7. Put rigor around the hiring process You hire better with a strong process. For example, make everyone on your team commit to a hire/no hire decision for everyone they meet, and document their thoughts and share. It’s good to have a brief in-person discussion with the entire interviewing team about candidates. Have someone take the candidate out to lunch or dinner. Insist that everyone is prepared for interviews/auditions. Make sure every candidate leaves with a positive impression of your company.

8. Don’t hire a team for silos, everyone needs to relate to customers Every team member should be driven by a desire to engage with customers,  if you can build a team that always places your customers front and centre, you’ll have no trouble meeting your revenue goals. When you’re just starting off, you may not have the resources to hire a large team so that everybody may be involved in the sales and marketing functions, including direct interaction with potential customers, so ensure that your team is equipped with the right capabilities.

9. Don’t hire a team for a startup, hire for growth potential Having mapped your future organisation, hire people who could be future team leaders. This way, when you’re ready to scale your business, there’s far less friction. It’s important that you build a team for the long term, so build your team with the future in mind, not for now or the next twelve months.

10. Hire for potential and learning, not experience Potential and experience are not mutually exclusive, but potential is far more valuable. Everyone usually hires for experience, but my view is to hire those whose potential can explode, pulling you along with them. Interviewing for experience is easy because you are discovering what someone has done. Interviewing for potential is hard because you are predicting what they will do. But hires with potential are easy to spot as they get excited talking about what they could do rather than what they have done.
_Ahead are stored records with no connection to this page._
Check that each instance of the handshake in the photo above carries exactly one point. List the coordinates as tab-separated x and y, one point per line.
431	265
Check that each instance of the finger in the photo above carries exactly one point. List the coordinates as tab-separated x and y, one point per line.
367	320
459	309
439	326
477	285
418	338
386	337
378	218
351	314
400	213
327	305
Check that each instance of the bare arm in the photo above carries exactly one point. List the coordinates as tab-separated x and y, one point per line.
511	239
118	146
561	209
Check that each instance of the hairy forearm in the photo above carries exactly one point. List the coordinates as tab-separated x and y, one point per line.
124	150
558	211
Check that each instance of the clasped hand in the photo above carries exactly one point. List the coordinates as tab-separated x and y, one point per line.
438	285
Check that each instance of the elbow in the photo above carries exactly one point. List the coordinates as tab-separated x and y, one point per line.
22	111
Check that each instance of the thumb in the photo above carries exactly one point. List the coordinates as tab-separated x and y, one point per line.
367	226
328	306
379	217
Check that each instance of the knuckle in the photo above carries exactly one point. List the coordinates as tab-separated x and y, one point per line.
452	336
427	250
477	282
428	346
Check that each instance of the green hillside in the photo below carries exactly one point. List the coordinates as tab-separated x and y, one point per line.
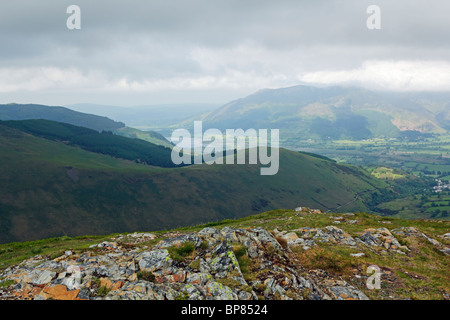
48	188
15	111
306	112
150	136
105	142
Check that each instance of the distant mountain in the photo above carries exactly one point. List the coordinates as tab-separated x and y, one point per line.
34	111
49	188
303	112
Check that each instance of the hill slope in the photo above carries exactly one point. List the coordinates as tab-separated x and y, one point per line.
335	112
60	114
299	254
134	149
49	189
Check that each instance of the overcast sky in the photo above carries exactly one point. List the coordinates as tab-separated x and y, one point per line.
140	52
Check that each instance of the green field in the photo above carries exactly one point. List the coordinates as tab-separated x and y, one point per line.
50	189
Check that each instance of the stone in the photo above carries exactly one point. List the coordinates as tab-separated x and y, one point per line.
59	292
358	255
154	260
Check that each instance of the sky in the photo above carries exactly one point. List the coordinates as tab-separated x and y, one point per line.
143	52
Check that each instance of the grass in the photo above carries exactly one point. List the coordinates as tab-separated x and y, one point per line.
146	275
179	253
420	274
102	195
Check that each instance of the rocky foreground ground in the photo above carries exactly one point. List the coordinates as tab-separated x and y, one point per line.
229	263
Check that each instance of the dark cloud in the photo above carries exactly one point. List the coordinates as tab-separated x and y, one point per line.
183	45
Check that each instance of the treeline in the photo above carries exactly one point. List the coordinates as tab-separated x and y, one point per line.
104	142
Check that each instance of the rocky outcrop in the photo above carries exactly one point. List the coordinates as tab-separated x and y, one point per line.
226	264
Expertise becomes obsolete. To survive and grow a startup must be a learning organisation. The clearest signal of a learner is curiosity. Experimentation is crucial for driving breakthroughs in a startup, so seek curious people, who, love to learn, while experts talk about what they know.

I’ve always taken to heart the advice of Ben Horowitz, author of The Hard Thing About Hard Things, who said: We knew that if we took care of the people, the products, and the profits – in that order – we had a chance of success.

Like NASA, launch your startup with the best crew available.